Ruhe unter Bäumen

BESTATTUNGSKULTUR Auf dem Hauptfriedhof Hamburg-Altona gibt es seit kurzem ein Areal eigens für Baumgrabstätten. Das ist ungewöhnlich, weil „Friedwälder“ meist weit außerhalb der Städte liegen und für die Angehörigen häufig nur schwer erreichbar sind

Der Besuch auf dem Friedhof erinnert fast an einen „normalen“ Spaziergang im Grünen

VON CHARLOTTE ZINK

Wie eine Insel liegt der schwere Stein auf dem grünen Meer aus Stauden. In Reih und Glied sind kleine bronzene Schilder auf ihm angebracht. Auf jedem steht ein Name. Durch die hohen Baumkronen der alten Kiefern fällt Sonnenlicht auf den Grabstein. Über das Grabfeld führt ein geschwungener Weg, gesäumt von hellen Steinen. Er mündet in einen kleinen runden Platz. In der Mitte wachsen rosa Blümchen in einem Steintopf. Außerdem stehen dort zwei Bänke.

Auf ihnen können Angehörige seit dem vergangenen Jahr zur Ruhe kommen und der Verstorbenen gedenken, die hier begraben liegen. Denn schon seit vorigem Jahr gibt es auf dem Hamburg-Altonaer Hauptfriedhof neben den herkömmlichen Gräbern eine Baumgrabstätte, auf der Urnen beigesetzt werden können. „Häufig wird diese als Alternative zur Beisetzung in sogenannten Friedwäldern gewählt“, sagt Friedhofsleiter Jan Appelt. Gemeint sind Friedhöfe, die in Wäldern liegen. Dort werden Verstorbene in der Natur unter Bäumen beigesetzt. Der Nachteil ist, dass die Wälder außerhalb der Städte liegen und ohne Auto nur schwer zu erreichen sind. In der Nähe von Hamburg gibt es beispielsweise in Buxtehude und der Lüneburger Heide Friedwälder.

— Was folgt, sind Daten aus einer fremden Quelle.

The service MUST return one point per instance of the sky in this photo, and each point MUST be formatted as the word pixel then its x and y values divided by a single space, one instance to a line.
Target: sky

Die Baumgrabstätte auf dem Altonaer Hauptfriedhof liegt dagegen wesentlich zentraler und bietet durchaus eine ähnliche Umgebung wie die abgelegenen Friedwälder. Denn der Hauptfriedhof ist Teil des Volksparks. Und so erinnert der Besuch auf dem Friedhof fast an einen „normalen“ Spaziergang im Grünen.

„Viele der Verstorbenen, die hier beigesetzt werden, waren zu Lebzeiten sehr naturverbunden“, sagt Friedhofsleiter Jan Appelt. Häufig spielen aber auch andere Faktoren eine Rolle. Denn die meisten Hinterbliebenen können oder wollen kein Grab pflegen. „Um die Baumgräber kümmert sich bei uns eine Firma“, sagt Appelt.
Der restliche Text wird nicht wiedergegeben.